Características gerais
Maior filo do reino animal, com mais de 80% das espécies conhecidas. Marcas: exoesqueleto de quitina, apêndices articulados e corpo segmentado com tagmatização — fusão de segmentos em regiões especializadas: cabeça, tórax e abdome, ou cefalotórax e abdome.
Aprofundar ▾
O sucesso evolutivo dos artrópodes se explica pela combinação entre o exoesqueleto de quitina e os apêndices articulados, que juntos funcionaram como uma verdadeira "armadura articulada": o exoesqueleto protege contra predadores e dessecação, oferece pontos de inserção para músculos e permite a vida em ambientes terrestres áridos, enquanto os apêndices, ocos e movidos por músculos internos, especializaram-se em funções como locomoção, captura de alimento, defesa, percepção sensorial e reprodução. Para crescer, porém, o animal precisa trocar esse exoesqueleto periodicamente por meio da ecdise (muda), processo controlado pelo hormônio ecdisona, no qual o artrópode secreta um novo esqueleto sob o antigo e o abandona, ficando temporariamente vulnerável até que a nova cutícula endureça.
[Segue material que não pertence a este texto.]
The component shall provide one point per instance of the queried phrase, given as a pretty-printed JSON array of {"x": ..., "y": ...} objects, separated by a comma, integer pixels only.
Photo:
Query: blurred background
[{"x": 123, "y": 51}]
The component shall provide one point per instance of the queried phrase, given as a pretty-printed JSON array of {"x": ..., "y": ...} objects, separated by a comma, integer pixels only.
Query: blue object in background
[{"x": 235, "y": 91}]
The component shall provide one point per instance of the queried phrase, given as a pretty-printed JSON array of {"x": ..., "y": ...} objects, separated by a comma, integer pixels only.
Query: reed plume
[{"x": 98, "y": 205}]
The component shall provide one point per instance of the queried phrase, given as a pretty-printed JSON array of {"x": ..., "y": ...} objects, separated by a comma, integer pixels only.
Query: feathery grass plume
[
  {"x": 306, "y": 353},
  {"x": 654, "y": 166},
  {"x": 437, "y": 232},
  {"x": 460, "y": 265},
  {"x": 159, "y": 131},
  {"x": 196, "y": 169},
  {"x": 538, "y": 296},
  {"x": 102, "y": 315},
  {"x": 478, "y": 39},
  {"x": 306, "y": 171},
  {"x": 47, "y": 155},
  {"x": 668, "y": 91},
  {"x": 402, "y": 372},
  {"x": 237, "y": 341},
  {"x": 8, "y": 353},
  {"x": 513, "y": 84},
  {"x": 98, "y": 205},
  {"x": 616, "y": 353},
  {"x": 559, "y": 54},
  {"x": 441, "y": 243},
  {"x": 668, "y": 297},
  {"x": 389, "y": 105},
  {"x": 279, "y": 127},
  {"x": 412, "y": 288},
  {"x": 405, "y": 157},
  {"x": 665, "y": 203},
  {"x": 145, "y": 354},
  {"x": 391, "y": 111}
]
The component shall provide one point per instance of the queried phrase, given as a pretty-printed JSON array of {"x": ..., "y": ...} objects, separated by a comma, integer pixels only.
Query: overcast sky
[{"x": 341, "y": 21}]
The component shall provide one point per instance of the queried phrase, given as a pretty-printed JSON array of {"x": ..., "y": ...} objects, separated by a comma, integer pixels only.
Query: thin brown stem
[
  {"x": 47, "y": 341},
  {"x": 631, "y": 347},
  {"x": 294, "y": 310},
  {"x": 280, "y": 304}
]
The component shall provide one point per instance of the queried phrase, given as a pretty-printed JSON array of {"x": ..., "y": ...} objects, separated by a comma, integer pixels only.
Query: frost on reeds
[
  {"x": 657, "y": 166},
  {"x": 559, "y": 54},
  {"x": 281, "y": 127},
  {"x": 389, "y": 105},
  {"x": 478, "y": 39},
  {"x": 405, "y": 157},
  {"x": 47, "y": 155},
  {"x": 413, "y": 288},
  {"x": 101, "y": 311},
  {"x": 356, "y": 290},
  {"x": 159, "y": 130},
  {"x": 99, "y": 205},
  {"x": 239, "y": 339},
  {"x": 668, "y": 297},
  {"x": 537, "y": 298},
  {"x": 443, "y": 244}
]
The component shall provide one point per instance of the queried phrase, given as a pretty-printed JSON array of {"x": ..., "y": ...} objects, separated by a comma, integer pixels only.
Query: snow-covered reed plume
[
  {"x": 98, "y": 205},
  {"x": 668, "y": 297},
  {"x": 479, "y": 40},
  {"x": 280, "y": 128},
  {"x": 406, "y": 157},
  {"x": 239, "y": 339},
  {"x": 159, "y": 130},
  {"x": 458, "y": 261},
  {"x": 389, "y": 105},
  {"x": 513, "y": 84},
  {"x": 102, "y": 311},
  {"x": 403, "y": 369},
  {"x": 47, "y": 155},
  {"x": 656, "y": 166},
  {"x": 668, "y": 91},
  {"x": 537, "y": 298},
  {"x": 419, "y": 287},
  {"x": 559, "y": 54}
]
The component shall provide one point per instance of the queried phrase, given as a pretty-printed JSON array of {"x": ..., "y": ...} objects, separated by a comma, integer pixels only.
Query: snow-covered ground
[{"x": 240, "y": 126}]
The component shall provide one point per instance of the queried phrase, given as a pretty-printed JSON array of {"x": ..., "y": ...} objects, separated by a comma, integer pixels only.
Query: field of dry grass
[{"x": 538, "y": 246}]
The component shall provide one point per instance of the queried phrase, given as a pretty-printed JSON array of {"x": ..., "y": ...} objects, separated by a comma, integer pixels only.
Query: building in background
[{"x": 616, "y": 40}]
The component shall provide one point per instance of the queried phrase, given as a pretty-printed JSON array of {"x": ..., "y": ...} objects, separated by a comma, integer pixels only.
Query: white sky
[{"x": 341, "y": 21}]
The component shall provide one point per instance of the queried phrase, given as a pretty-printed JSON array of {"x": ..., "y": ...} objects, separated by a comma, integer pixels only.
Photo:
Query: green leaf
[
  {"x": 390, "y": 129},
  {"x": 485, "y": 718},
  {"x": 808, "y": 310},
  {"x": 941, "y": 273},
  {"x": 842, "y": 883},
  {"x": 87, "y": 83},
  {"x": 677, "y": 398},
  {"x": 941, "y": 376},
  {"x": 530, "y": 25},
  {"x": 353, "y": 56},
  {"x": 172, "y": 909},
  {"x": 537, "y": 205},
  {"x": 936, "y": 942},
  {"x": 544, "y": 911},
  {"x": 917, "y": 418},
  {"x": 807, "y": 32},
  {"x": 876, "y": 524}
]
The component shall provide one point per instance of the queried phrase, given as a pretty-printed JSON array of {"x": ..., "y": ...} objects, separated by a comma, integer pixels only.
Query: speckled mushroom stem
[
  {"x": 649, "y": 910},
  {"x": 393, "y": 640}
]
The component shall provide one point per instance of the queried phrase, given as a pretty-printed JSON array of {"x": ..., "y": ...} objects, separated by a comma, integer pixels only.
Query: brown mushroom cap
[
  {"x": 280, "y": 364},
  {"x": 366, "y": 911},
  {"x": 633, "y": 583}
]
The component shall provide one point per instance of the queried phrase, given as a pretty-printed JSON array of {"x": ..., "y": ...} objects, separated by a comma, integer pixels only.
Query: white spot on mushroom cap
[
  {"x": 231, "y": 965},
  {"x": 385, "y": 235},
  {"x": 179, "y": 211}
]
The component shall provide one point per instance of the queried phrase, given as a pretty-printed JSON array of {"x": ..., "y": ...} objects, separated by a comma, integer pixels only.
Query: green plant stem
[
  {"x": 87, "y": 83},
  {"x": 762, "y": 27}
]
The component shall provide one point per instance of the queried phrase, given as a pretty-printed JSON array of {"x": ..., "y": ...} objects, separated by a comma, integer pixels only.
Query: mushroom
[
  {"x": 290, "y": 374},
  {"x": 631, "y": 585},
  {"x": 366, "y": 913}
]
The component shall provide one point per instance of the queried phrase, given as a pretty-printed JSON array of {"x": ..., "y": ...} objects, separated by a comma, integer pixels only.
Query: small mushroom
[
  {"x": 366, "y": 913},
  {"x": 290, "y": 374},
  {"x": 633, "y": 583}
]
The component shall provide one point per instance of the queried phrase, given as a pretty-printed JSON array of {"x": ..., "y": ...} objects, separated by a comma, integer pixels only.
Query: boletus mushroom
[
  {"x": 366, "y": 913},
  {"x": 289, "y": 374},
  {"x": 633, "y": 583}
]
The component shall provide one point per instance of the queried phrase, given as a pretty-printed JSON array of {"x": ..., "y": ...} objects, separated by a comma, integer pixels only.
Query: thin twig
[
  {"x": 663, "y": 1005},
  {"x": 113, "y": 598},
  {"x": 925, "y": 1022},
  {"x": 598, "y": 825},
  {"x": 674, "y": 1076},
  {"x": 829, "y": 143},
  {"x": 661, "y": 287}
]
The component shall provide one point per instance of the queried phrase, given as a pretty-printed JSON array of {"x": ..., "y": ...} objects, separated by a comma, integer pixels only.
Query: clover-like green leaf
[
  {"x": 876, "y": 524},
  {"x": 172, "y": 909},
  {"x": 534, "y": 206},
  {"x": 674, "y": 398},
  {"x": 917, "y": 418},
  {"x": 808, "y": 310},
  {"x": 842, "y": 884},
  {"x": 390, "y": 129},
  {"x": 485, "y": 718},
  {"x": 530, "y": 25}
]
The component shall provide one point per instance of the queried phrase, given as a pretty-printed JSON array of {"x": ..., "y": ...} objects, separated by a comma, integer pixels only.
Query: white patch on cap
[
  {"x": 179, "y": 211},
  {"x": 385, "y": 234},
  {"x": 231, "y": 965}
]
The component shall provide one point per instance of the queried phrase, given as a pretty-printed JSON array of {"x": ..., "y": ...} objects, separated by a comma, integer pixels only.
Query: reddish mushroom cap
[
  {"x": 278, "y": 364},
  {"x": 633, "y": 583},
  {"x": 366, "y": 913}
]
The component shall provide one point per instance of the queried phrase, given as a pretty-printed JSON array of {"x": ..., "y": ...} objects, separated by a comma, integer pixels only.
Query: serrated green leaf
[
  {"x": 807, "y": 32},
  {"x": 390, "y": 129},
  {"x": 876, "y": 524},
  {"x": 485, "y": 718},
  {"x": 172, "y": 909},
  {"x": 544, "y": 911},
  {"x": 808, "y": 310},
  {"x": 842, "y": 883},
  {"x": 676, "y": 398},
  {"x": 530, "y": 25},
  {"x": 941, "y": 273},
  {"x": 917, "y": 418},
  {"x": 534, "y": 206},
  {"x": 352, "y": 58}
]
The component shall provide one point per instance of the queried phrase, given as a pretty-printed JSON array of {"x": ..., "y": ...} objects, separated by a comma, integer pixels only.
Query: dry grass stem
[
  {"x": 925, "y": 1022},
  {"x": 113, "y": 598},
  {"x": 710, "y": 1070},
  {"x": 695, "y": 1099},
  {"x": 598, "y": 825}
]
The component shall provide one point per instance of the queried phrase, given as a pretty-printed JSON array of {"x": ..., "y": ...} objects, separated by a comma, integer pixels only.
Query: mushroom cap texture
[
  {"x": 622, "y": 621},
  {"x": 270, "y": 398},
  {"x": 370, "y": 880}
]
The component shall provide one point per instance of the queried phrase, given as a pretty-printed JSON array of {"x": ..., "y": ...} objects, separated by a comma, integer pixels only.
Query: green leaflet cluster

Dominar o conceito de tagmatização também ajuda a entender por que a fusão de segmentos em regiões especializadas — cabeça, tórax e abdome nos insetos, cefalotórax e abdome nos crustáceos e aracnídeos — foi decisiva para a diversificação do filo, permitindo que diferentes grupos ocupassem nichos tão distintos quanto o voo, a vida aquática e a predação terrestre, sempre com o mesmo plano corporal básico adaptado por variações na forma e no número de segmentos e apêndices.
Curva de crescimento de artrópodes
O exoesqueleto rígido não cresce junto com o animal, o que obriga às mudas ou ecdises. Por isso o crescimento é descontínuo, em degraus: o tamanho salta logo após cada muda, quando o novo exoesqueleto ainda está mole, e fica estável entre elas.
Aprofundar ▾
O crescimento por degraus só se entende quando se detalha o que acontece dentro de cada muda: pouco antes da ecdise, a epiderme se separa do exoesqueleto antigo e secreta um líquido que digere a camada interna quitinosa, reciclando seus componentes, enquanto por baixo já se forma o novo exoesqueleto, inicialmente mole e pregueado; ao se romper a velha cutícula, o animal absorve água ou ar, distende o corpo, e depois o novo esqueleto endurece e escurece por esclerotização, processo que consome a maior parte do ganho de tamanho. Esse ciclo é controlado por hormônios: a ecdisona, produzida por glândulas associadas à epiderme ou a órgãos específicos, dispara a muda, enquanto o hormônio juvenil determina a natureza do novo estágio — em nível alto, mantém as características larvais, de modo que a muda apenas aumenta o tamanho da forma jovem; quando esse hormônio cai, a muda seguinte produz a metamorfose para o adulto.